By Michel Rose
PARIS (Reuters) – France’s new prime minister, Sebastien Lecornu, pledged to find creative ways to work with rivals to pass a debt-slimming budget while also promising new policy directions, after taking office on a day of sprawling anti-government protests on Wednesday.
President Emmanuel Macron picked Lecornu to be his fifth prime minister in two years on Tuesday, naming a loyalist who is unlikely to rip up his pro-business economic agenda.
Lecornu replaced Francois Bayrou, who was ousted in a parliamentary vote on Monday over his plans to trim the country’s outsized budget deficit, the biggest in the euro zone.
Lecornu, most recently defence minister, said in a brief speech after a handover ceremony that the government would need “to be more creative, sometimes more technical, more serious,” in how it works with the opposition. But he also said “ruptures will be necessary”.
Lecornu’s immediate challenge will be how to steer a streamlined 2026 budget through parliament, which is split into three distinct ideological blocs. Parties broadly agree on the need to slash France’s deficit, which reached 5.8% of GDP in 2024, but not on how to do it.
Lecornu has to send a full draft of the text to parliament by October 7, although there is some wiggle room until October 13, after which lawmakers will run out of time to pass the budget by year’s end.

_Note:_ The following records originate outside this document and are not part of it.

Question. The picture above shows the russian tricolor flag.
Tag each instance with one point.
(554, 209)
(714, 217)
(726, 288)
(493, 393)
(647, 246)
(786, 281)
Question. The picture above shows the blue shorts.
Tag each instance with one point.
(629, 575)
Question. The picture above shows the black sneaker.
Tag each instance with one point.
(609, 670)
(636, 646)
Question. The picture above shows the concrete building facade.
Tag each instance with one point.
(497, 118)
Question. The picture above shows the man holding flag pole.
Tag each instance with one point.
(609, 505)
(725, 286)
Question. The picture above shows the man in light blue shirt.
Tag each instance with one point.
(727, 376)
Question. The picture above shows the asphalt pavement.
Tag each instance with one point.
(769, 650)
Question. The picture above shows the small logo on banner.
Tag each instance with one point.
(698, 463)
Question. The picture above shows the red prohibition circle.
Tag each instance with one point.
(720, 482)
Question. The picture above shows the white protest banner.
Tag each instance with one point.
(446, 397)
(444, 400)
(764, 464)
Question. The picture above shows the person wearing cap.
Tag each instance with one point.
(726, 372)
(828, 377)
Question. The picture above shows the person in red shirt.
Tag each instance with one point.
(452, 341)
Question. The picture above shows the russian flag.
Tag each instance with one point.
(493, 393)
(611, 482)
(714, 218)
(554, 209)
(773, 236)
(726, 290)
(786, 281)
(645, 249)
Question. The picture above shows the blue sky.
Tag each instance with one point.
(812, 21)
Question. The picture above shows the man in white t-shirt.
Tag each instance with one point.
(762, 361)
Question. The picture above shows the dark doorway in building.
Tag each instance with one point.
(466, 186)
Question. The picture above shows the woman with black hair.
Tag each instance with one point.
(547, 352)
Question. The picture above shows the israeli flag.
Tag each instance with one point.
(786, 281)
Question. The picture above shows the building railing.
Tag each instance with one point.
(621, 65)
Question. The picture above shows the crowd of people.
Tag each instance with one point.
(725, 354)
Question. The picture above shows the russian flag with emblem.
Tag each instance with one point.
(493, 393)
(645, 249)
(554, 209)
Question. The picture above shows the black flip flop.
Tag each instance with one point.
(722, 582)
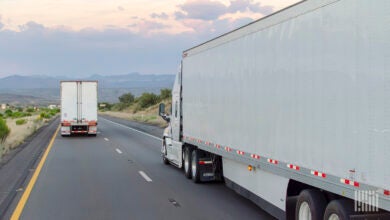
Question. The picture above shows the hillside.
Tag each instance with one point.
(44, 90)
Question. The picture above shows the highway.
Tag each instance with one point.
(119, 175)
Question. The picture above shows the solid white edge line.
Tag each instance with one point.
(149, 135)
(145, 176)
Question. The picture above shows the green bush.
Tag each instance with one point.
(8, 113)
(45, 115)
(119, 106)
(4, 130)
(107, 106)
(20, 121)
(165, 94)
(20, 114)
(30, 110)
(147, 99)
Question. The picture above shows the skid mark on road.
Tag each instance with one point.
(141, 132)
(145, 176)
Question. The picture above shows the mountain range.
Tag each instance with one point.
(43, 90)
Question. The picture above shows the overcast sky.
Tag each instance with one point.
(85, 37)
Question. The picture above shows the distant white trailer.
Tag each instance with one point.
(79, 107)
(292, 110)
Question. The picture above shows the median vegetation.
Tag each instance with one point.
(143, 108)
(17, 123)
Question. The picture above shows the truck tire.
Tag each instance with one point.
(339, 209)
(187, 162)
(164, 153)
(195, 169)
(310, 205)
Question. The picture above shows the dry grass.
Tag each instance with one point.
(20, 132)
(149, 116)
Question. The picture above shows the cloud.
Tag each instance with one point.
(203, 10)
(31, 26)
(63, 52)
(247, 5)
(211, 10)
(162, 15)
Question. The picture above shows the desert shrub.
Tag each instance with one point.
(45, 115)
(119, 106)
(4, 130)
(30, 110)
(165, 94)
(107, 106)
(147, 99)
(8, 113)
(20, 121)
(20, 114)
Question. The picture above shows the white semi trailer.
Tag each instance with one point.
(292, 110)
(78, 107)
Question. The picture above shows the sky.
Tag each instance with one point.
(79, 38)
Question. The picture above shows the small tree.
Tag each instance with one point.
(4, 130)
(126, 98)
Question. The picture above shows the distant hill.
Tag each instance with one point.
(39, 89)
(13, 99)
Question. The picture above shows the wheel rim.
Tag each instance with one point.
(194, 163)
(186, 161)
(304, 211)
(334, 217)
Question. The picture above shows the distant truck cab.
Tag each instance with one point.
(78, 107)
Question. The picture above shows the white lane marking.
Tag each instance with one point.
(149, 135)
(145, 176)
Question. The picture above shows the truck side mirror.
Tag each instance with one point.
(161, 109)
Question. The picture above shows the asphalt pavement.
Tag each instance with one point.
(119, 175)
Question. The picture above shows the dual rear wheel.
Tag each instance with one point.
(312, 205)
(191, 164)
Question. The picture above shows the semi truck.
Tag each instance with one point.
(291, 111)
(79, 107)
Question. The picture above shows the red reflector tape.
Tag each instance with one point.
(350, 182)
(316, 173)
(240, 152)
(272, 161)
(293, 167)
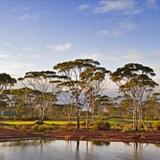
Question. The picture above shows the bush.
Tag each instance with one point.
(43, 127)
(101, 125)
(157, 125)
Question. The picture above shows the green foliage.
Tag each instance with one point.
(43, 127)
(101, 125)
(157, 125)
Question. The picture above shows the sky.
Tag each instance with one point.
(37, 34)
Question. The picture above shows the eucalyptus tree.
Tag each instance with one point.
(152, 106)
(94, 80)
(6, 82)
(135, 81)
(72, 82)
(41, 81)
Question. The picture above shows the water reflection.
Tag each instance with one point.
(77, 150)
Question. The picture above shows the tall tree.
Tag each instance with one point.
(6, 82)
(94, 80)
(135, 81)
(72, 70)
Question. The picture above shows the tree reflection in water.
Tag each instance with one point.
(42, 149)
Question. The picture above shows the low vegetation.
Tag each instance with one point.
(72, 96)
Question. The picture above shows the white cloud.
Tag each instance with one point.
(7, 44)
(104, 32)
(132, 56)
(121, 28)
(60, 47)
(152, 3)
(28, 16)
(84, 7)
(115, 58)
(127, 6)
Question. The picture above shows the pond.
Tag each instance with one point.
(77, 150)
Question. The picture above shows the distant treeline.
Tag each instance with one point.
(75, 89)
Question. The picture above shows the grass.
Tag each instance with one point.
(17, 122)
(112, 121)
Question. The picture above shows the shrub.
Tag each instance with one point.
(101, 125)
(43, 127)
(157, 125)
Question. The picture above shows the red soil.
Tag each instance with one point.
(148, 137)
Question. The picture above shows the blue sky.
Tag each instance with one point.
(37, 34)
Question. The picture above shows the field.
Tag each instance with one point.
(112, 121)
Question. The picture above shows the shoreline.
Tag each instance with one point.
(106, 136)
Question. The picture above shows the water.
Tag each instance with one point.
(77, 150)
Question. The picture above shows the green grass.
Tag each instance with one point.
(112, 121)
(17, 122)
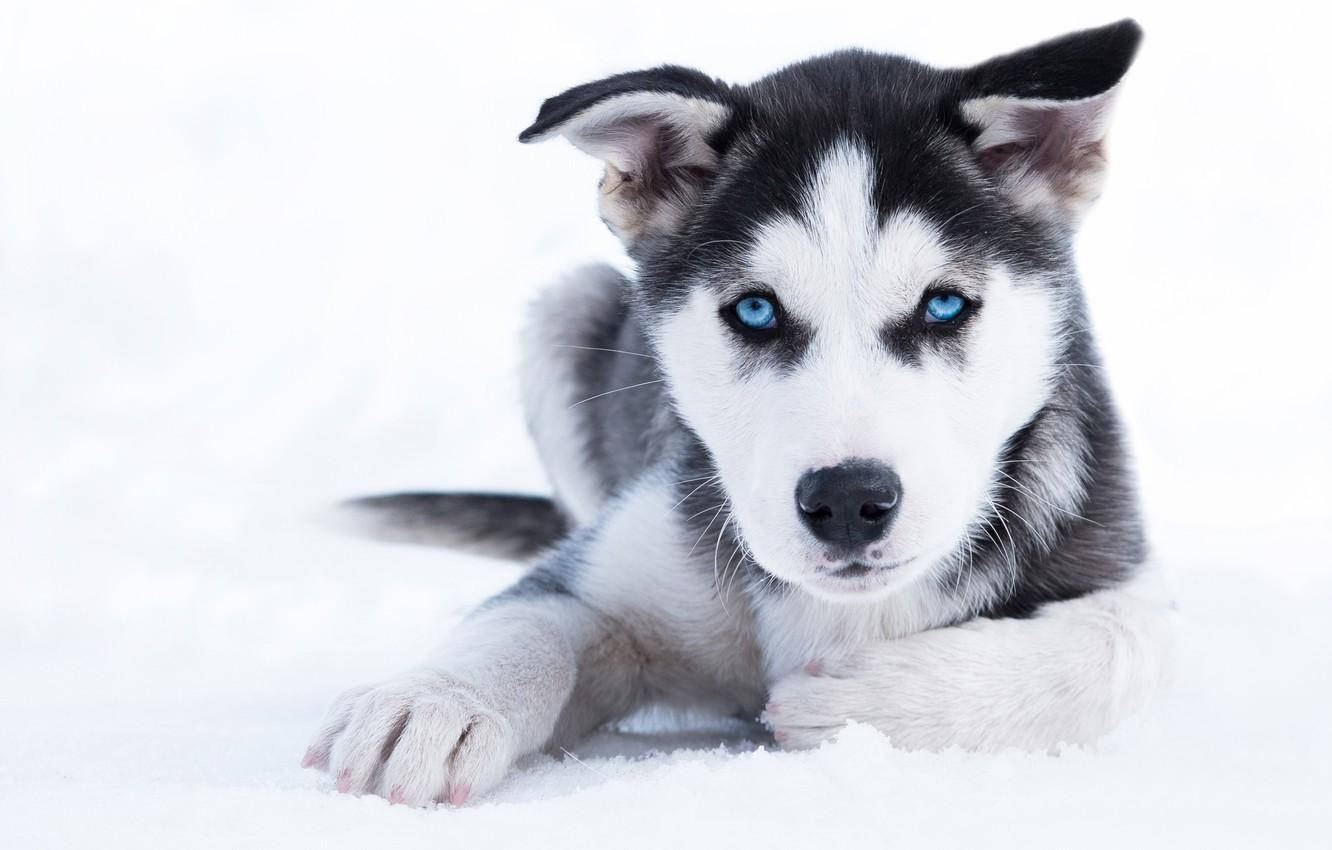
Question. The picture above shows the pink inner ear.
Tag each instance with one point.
(994, 159)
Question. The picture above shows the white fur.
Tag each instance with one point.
(1066, 676)
(938, 426)
(556, 328)
(649, 618)
(1062, 183)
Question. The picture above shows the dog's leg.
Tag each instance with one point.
(494, 693)
(1064, 676)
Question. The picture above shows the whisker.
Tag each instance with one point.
(613, 351)
(705, 510)
(715, 552)
(616, 391)
(694, 490)
(703, 533)
(1047, 502)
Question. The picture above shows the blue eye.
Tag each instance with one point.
(945, 308)
(755, 312)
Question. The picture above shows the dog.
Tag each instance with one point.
(841, 449)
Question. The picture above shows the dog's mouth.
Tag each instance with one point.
(857, 576)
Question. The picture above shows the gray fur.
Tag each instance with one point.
(1042, 624)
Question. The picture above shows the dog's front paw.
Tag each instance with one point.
(417, 738)
(814, 704)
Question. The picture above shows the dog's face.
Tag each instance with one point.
(855, 276)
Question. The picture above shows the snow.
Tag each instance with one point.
(256, 257)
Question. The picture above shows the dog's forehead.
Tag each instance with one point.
(838, 253)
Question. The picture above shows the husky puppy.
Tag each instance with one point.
(839, 450)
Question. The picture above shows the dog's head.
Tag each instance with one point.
(855, 276)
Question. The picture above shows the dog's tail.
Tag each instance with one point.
(500, 525)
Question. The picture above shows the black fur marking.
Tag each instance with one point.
(907, 119)
(910, 336)
(665, 79)
(493, 524)
(1080, 64)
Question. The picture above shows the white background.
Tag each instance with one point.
(256, 257)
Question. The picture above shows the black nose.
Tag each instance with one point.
(850, 504)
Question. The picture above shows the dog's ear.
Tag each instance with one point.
(1040, 117)
(654, 132)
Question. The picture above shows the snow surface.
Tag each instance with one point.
(256, 257)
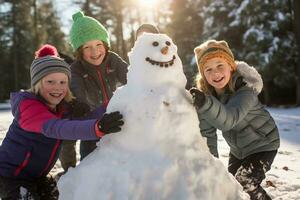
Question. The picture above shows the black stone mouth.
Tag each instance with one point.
(161, 64)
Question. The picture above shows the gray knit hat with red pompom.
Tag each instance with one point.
(46, 62)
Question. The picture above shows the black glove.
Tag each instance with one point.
(110, 123)
(78, 109)
(198, 97)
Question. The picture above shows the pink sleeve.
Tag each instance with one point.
(33, 115)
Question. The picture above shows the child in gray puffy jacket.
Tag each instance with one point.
(227, 99)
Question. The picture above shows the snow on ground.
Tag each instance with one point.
(282, 181)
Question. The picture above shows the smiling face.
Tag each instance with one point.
(94, 52)
(217, 73)
(154, 62)
(54, 88)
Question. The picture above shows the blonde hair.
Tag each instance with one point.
(37, 87)
(206, 51)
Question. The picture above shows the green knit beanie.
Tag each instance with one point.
(85, 29)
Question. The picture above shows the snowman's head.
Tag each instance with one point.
(154, 60)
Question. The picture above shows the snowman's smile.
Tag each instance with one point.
(160, 63)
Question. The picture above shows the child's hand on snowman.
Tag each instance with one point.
(110, 122)
(198, 97)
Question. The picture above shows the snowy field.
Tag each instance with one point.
(282, 181)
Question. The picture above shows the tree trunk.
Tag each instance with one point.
(14, 47)
(296, 9)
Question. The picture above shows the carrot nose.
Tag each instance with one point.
(164, 50)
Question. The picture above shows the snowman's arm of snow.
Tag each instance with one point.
(121, 67)
(210, 133)
(226, 116)
(77, 88)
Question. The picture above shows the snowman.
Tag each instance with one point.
(159, 154)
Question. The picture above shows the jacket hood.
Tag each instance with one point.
(250, 75)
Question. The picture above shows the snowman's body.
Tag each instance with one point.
(159, 154)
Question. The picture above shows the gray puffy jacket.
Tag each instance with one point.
(245, 124)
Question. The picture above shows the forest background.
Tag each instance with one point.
(264, 33)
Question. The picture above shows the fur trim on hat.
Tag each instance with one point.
(250, 76)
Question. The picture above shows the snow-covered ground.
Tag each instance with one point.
(282, 181)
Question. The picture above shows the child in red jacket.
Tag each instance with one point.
(32, 143)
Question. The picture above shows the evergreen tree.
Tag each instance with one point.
(260, 33)
(185, 27)
(25, 25)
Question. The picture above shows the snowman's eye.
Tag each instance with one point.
(155, 44)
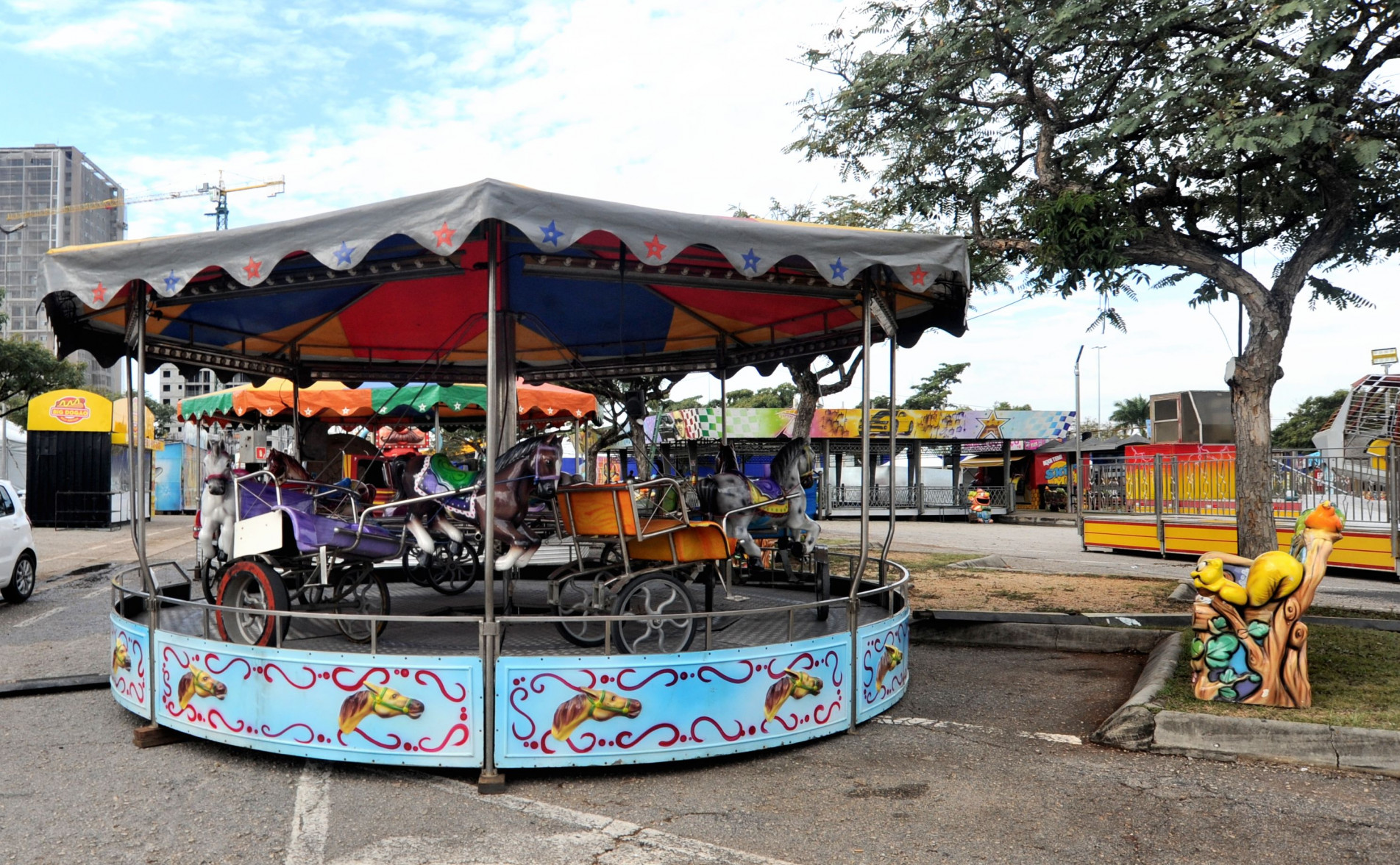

Reactions to Lecornu’s appointment on Tuesday underscored the challenge he faces.
While the hard-left said it would seek to topple Lecornu with an immediate no-confidence motion, the far-right National Rally (RN) signalled tentative willingness to work with him on the budget – as long as its budgetary demands are met.
“His budget will be RN or his government will not be,” RN lawmaker Laure Lavalette posted on X late on Tuesday.
The RN is France’s largest parliamentary party and as such a crucial factor in any potential no-confidence motion. Still, Lecornu is seen as the closest member of Macron’s circle to the RN, having dined with RN president Jordan Bardella last year.
‘BLOCK EVERYTHING’ PROTESTS
Lecornu’s other path involves uniting the Socialists, who want to water down budget cuts and tax the rich, with his former party The Republicans, who are dead-set against any tax rises.
Macron, in an unusual step, called Socialist party leader Olivier Faure on Tuesday to tell him he would not be appointing a leftist as prime minister. On Wednesday, Faure appeared to leave the door ajar to working with Lecornu, while also saying he would support a no-confidence measure if he felt the government didn’t take on board its budgetary priorities.
Thousands of people across France meanwhile took to the streets as part of so-called “Block Everything” protests, an expression of broad discontent with Macron, proposed budget cuts and the entire political class.
“Anger has been rumbling for months, even years,” said Daniel Bretones, a union member protesting in Marseille. “We’re on the fifth prime minister under Macron’s second term, and it has never changed anything.”